Meet the four-year-boy running a mini Great North Run for Newcastle's hospitals
Video report by Katie Cole
A four-year-old boy who received life-saving hospital treatment will take part in the mini Great North Run with his brother, to raise funds for Newcastle Hospitals Charity.
Henry Caine was born with a rare condition which left him struggling to breath, unable to eat, or have a voice and his life was saved and he underwent seven months of treatment at the Great North Children’s Hospital (GNCH) at the Royal Victoria Infirmary in Newcastle.
He was born on 22 March 2016 with Tracheo-Oesophageal Fistula (TOF), a rare congenital condition of the oesophagus and trachea that affects one in every 3,500 babies.
TOF means that the bottom end of the baby’s oesophagus is joined to its trachea (windpipe).

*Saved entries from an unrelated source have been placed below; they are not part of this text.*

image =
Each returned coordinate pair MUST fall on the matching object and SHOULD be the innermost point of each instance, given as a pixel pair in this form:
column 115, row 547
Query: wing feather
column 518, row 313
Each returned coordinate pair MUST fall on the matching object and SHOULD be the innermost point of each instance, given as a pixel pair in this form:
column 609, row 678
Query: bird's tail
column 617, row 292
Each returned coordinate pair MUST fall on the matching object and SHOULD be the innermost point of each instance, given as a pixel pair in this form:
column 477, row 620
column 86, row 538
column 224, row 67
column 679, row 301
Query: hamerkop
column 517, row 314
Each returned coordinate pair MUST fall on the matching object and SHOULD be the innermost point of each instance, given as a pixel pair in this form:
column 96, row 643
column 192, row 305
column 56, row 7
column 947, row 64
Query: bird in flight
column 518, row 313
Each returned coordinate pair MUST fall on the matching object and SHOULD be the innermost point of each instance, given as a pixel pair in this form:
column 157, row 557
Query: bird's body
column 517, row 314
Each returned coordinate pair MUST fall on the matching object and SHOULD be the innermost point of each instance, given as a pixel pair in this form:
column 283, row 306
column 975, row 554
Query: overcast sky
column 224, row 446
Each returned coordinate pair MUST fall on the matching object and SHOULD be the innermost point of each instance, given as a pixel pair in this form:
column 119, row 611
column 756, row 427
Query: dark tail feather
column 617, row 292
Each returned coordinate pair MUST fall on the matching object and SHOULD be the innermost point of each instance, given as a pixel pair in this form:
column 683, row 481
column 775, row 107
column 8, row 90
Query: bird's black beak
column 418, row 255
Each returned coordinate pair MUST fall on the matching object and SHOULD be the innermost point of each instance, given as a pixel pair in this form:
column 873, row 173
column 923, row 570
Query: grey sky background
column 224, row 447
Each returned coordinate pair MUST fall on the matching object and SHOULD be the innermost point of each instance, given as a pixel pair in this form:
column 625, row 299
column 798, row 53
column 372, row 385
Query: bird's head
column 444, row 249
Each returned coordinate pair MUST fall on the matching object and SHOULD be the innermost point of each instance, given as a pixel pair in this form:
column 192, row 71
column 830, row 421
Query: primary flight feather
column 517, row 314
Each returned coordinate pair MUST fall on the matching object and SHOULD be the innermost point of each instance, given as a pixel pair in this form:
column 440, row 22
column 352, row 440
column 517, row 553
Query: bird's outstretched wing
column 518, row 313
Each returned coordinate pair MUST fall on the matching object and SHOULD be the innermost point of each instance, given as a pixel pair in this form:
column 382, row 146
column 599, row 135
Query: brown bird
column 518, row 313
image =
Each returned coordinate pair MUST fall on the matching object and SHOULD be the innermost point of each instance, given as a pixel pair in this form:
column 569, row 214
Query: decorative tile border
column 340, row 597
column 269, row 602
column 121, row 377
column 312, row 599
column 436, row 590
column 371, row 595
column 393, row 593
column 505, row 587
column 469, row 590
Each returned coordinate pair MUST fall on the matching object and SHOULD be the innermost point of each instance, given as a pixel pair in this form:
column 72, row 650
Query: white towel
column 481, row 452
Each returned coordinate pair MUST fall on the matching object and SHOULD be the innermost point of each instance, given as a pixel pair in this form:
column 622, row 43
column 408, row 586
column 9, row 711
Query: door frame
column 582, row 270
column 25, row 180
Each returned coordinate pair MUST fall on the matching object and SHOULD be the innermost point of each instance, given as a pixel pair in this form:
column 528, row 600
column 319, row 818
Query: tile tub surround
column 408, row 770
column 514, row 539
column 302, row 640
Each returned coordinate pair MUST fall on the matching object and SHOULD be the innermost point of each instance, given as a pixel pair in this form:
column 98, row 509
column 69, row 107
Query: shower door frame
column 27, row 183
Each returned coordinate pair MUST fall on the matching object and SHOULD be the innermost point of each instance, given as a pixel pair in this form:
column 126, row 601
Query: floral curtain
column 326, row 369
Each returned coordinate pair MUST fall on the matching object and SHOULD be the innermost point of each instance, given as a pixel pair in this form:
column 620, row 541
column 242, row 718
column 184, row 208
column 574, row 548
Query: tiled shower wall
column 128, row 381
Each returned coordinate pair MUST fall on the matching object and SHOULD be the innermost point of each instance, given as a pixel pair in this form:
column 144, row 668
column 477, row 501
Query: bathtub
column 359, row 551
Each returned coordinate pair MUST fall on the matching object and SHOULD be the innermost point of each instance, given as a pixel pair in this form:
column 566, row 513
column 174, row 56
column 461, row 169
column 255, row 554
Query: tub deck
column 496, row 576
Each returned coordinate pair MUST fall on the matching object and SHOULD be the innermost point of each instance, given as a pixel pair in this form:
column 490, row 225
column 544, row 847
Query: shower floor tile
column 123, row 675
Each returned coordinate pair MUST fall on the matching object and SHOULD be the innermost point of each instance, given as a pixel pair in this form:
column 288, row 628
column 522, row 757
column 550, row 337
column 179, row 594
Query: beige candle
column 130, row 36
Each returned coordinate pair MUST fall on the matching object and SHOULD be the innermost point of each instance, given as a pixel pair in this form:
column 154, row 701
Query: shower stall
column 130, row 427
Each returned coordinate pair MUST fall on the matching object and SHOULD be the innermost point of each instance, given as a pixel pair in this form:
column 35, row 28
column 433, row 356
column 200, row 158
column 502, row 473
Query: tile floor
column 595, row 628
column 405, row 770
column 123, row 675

Without surgical intervention, this causes air to pass from the windpipe to the food pipe and stomach. It can also allow stomach acid to pass into the lungs.
A few days after birth, tiny Henry underwent bronchoscopy surgery, a procedure that looks inside the lungs airways to find the cause of a lung problem.
And at just two-weeks-old he was fitted with a tracheostomy - an opening into his neck to put a tube into his windpipe to help him breathe.
However, his parents James, 40, and Anna, 40, of Burnhope, County Durham were also delivered the devastating news that Henry had many other medical complications including a hole in his heart and a horseshoe kidney, resulting in a seven-month stay at GNCH.
Henry is currently shielding and his big brother Noah, 6, was due to take part in the GNR event last year. He was hoping to raise funds for the Great North Children’s Hospital Foundation, part of Newcastle Hospitals Charity, but it was cancelled due to the Covid-19 pandemic.
Henry was due to have life changing surgery at Great Ormond Street Hospital in October 2020 following his first airway surgery in September 2019 at GNCH. But the family had to turn it down as travelling to London and staying in the capital during Covid-19 was too risky for Henry and his family, they said.
Now, the family are looking forward to having a revision procedure this year which will put in place everything Henry needs to breathe himself, talk and eat.
“It is such an important operation as it will change his, and our lives,” said his dad James.
Both Noah and Henry are ready to do the Mini Great North Run. They are hoping to raise even more funds than they original did last year for the Great North Children’s Hospital Foundation to help support other children and young patients.